Hot Chips 31 Live Blogs: Cerebras' 1.2 Trillion Transistor Deep Learning Processor

Name: Hot Chips 31 Live Blogs: Cerebras' 1.2 Trillion Transistor Deep Learning Processor
Item: Hot Chips 31 Live Blogs: Cerebras' 1.2 Trillion Transistor Deep Learning Processor
Author: Dr. Ian Cutress

by Dr. Ian Cutress on August 19, 2019 9:45 PM EST

28 Comments | Add A Comment

28 Comments

08:49PM EDT - Some of the big news of today is Cerebras announcing its wafer-scale 1.2 trillion transistor solution for deep learning. The talk today goes into detail about the technology.

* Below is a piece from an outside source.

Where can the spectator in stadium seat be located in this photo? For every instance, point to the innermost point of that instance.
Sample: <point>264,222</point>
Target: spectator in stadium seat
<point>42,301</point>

08:51PM EDT - Wafer scale chip, over 46,225 mm2, 1.2 trillion transistors, 400k AI cores, fed by 18GB of on-chip SRAM

08:51PM EDT - TSMC 16nm

08:51PM EDT - 215mm x 215mm - 8.5 inches per side

08:51PM EDT - 56 times larger than the largest GPU today

08:52PM EDT - Built for Deep Learning

08:52PM EDT - DL training is hard (ed: this is an understatement)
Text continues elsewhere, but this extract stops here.